Griffin shrugged. Griffin got out of the car. “You know, Fitz, these cross-jurisdictional investigations continue to improve relations all the time,” he said.

“Yeah, that's my thinking, too.”

Fitz peeled away from the curb. Griffin headed for Cranston.

Chapter 23

Jillian

THE WAVES ROLLED INTO THE BEACH, GENTLE TODAY, peaking low with a cap of frothy foam, then fading back into the dark depths of the ocean. The sandpipers rushed into the retreating wake of low tide, searching frantically for anything good to eat. Slow day on the beach this early in May. Another dark green wave descended upon the sand, and the small white birds took flight.

Jillian continued watching the water long after she heard the car pull up, the engine turn off, the door open, then close. Footsteps in the sand. The thought reminded her of the religious poem she'd read as a child. She smiled, and the pain cut her to the bone.

She had never been good at belief. Never been one for faith. Too many nights alone as a child maybe. Too many promises broken by her mother, until she internalized, somewhere way down deep, that the only one she could depend upon was herself. Yet she had flirted with religion, talked about it with friends, found herself attending the occasional Christmas mass. She loved the sound of a choir singing. She took comfort, during the endless gray days of winter, from going to a cathedral warmed by hundreds of bodies, standing side by side in communal worship.
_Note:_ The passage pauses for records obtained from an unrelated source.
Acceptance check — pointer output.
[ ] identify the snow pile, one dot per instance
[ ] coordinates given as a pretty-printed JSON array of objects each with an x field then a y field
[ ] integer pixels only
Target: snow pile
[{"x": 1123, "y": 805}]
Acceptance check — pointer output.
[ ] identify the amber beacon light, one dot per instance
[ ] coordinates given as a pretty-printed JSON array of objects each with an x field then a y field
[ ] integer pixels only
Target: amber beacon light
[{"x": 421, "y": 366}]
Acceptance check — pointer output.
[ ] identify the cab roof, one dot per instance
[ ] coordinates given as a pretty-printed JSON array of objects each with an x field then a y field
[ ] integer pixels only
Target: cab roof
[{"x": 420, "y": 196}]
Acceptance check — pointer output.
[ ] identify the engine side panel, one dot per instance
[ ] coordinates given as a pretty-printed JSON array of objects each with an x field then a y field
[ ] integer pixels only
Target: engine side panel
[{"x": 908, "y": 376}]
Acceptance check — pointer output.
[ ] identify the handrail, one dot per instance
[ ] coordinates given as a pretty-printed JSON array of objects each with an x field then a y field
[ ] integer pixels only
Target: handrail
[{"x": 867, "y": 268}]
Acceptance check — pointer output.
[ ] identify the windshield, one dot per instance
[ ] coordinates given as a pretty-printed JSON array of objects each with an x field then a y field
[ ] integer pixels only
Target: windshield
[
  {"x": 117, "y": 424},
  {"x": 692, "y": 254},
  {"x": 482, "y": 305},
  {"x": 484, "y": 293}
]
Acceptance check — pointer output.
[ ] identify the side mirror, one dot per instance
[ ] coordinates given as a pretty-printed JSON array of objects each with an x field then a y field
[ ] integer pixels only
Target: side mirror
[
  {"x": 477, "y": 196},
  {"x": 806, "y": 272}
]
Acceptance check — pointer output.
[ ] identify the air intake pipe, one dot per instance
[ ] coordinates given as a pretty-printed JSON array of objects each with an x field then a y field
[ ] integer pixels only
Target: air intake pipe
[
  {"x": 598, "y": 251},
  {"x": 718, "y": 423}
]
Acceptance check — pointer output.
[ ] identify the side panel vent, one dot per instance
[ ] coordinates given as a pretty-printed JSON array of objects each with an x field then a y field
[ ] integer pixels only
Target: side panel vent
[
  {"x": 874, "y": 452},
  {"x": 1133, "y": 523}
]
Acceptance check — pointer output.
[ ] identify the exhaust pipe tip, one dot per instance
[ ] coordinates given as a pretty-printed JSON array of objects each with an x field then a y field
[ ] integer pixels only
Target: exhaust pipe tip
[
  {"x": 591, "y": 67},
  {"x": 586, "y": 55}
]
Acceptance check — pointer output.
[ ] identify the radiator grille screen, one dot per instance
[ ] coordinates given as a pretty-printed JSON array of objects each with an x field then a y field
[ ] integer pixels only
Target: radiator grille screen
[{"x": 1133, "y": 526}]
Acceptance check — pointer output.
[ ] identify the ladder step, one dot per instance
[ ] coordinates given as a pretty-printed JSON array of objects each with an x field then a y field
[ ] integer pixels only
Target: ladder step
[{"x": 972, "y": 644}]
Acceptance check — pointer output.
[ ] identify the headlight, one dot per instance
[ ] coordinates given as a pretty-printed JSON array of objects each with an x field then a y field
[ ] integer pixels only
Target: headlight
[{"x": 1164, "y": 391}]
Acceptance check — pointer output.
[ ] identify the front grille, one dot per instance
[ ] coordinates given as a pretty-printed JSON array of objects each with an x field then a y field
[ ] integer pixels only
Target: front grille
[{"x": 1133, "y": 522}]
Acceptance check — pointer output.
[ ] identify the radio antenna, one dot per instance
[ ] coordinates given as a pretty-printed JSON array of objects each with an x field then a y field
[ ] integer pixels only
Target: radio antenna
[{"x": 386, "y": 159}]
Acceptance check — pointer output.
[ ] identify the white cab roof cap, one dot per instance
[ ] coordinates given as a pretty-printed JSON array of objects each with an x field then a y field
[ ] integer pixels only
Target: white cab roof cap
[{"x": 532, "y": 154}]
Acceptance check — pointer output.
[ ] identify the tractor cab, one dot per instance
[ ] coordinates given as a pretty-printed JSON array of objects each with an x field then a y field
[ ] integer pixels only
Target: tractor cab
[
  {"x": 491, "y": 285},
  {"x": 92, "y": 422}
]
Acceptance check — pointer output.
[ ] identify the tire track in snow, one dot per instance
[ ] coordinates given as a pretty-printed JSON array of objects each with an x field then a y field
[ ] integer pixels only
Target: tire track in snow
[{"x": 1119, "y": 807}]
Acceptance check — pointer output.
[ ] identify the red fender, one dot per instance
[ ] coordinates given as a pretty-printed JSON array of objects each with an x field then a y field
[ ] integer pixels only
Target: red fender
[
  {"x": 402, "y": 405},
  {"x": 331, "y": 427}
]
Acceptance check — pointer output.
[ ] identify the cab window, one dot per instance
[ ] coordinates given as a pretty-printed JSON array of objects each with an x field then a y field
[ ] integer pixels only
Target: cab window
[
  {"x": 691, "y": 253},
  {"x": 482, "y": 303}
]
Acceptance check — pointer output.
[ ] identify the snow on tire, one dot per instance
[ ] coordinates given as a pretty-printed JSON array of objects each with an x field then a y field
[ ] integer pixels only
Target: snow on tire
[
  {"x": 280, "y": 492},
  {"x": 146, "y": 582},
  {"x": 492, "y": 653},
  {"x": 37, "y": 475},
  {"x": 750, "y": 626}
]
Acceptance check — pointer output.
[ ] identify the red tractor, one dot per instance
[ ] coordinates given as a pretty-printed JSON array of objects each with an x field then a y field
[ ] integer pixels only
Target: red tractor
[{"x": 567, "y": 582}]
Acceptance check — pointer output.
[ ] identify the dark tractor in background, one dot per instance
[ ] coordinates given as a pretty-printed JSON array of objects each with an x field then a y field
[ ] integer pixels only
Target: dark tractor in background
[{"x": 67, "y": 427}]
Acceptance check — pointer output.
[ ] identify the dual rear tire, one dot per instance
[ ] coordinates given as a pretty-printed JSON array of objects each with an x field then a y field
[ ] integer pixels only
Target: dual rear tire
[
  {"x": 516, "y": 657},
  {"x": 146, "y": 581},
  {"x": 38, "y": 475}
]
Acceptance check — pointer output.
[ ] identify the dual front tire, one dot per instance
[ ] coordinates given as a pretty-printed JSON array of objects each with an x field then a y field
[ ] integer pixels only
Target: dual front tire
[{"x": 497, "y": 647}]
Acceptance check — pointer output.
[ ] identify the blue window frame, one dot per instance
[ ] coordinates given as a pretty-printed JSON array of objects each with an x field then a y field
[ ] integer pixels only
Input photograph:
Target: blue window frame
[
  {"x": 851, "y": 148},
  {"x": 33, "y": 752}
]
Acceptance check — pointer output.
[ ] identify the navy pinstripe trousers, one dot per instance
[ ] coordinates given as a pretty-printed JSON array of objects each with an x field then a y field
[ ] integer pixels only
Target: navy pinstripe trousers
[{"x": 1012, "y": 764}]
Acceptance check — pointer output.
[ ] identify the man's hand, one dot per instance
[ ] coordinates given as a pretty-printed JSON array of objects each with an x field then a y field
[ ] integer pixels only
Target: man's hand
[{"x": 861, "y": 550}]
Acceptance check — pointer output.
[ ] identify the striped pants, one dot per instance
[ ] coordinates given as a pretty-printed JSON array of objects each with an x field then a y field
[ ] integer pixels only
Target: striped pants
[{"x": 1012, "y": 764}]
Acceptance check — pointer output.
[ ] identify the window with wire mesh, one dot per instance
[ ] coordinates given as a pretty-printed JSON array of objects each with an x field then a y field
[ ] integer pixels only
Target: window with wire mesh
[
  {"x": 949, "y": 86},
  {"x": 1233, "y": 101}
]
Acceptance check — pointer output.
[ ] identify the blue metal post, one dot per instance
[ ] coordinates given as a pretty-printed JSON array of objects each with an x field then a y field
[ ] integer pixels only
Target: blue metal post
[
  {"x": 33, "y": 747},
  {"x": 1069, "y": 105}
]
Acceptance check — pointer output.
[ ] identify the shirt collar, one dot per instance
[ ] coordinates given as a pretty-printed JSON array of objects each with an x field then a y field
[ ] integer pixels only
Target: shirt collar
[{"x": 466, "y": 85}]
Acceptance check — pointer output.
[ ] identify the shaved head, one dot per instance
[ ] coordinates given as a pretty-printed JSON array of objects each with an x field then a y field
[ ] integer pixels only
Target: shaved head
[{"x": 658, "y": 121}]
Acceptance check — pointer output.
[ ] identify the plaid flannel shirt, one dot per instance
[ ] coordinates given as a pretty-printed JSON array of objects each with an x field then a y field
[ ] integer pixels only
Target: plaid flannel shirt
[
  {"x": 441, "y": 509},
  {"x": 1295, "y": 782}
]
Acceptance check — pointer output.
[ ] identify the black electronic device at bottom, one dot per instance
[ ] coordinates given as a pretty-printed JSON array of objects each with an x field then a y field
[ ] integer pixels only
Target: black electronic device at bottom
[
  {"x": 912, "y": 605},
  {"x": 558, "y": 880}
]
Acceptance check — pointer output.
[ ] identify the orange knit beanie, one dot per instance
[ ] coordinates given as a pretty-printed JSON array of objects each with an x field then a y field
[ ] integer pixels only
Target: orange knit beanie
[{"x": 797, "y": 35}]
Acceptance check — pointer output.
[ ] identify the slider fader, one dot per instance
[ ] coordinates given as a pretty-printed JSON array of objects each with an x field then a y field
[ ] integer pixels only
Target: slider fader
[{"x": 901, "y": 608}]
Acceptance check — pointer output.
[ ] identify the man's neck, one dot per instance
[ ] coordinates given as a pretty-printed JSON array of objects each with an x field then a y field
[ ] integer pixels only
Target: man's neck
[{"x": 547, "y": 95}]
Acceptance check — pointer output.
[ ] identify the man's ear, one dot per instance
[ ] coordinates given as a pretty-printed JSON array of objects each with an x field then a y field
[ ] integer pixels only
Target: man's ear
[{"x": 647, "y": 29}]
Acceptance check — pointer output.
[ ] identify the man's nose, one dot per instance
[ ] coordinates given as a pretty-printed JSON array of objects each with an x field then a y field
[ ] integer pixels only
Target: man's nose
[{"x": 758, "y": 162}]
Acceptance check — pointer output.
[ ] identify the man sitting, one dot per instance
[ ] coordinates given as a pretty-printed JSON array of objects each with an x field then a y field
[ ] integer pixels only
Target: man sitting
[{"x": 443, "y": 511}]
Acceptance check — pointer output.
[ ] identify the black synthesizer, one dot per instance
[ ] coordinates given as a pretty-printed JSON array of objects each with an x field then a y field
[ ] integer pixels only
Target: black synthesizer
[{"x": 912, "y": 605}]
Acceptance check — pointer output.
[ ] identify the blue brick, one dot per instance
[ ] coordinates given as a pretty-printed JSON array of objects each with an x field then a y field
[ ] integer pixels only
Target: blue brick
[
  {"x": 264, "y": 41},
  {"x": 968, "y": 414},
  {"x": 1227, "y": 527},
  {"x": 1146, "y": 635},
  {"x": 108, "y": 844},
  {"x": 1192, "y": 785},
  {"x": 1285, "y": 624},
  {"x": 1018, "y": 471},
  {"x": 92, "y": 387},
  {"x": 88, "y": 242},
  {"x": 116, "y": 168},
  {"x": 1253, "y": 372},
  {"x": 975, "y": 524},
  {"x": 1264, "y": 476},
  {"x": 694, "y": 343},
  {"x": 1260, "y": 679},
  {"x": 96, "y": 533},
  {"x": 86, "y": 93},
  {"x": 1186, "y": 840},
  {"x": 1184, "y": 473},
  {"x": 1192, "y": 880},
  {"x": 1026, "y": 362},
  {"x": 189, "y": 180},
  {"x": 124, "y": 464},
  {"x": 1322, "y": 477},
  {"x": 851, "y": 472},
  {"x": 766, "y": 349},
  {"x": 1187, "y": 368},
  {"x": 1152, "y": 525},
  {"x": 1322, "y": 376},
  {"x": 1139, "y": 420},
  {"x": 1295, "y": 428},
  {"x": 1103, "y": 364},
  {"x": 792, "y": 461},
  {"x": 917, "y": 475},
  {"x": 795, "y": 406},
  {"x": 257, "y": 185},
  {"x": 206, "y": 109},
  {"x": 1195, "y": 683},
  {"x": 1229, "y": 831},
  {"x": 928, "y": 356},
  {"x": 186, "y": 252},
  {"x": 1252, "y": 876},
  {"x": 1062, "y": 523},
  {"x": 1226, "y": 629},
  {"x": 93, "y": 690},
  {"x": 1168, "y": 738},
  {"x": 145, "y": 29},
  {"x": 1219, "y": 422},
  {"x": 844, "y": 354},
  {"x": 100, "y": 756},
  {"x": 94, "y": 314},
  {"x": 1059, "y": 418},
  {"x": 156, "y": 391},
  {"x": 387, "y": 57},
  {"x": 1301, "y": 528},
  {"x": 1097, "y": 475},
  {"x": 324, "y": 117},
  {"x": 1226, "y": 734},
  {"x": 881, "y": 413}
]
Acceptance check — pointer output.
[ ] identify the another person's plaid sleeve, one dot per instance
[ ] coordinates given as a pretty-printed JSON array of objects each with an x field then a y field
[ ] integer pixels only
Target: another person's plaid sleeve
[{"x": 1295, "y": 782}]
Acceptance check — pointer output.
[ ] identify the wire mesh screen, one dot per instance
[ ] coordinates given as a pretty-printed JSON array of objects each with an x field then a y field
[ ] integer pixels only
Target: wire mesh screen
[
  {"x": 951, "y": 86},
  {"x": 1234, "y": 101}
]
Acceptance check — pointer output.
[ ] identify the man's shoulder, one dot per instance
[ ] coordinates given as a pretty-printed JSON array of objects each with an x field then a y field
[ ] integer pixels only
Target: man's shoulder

Trisha had joined a Congregational church when she was in high school. She'd gotten quite into things. Faith in a higher power fit her rosy outlook on life. Conducting good works suited her bubbly nature. Jillian had attended services with her several times, and even she had been struck by the glow that filled her sister's face during prayer. Faith recharged Trisha. Made her somehow even bigger, larger, more Trisha than she had been before.

Until the night she had truly needed God… or Jillian… or even a big, strong policeman intent on doing his job.

If there was a God, and He hadn't seen fit to save Trish, then should Jillian really feel so guilty? Or maybe there was a God, and He had turned to Jillian as His instrument, and by not being up to the task, she had failed Him and her sister both. So many thoughts she could torture herself with in the middle of the night. Or even during bright spring days in May, standing in the warm caress of the sun and watching the ocean break against the shore.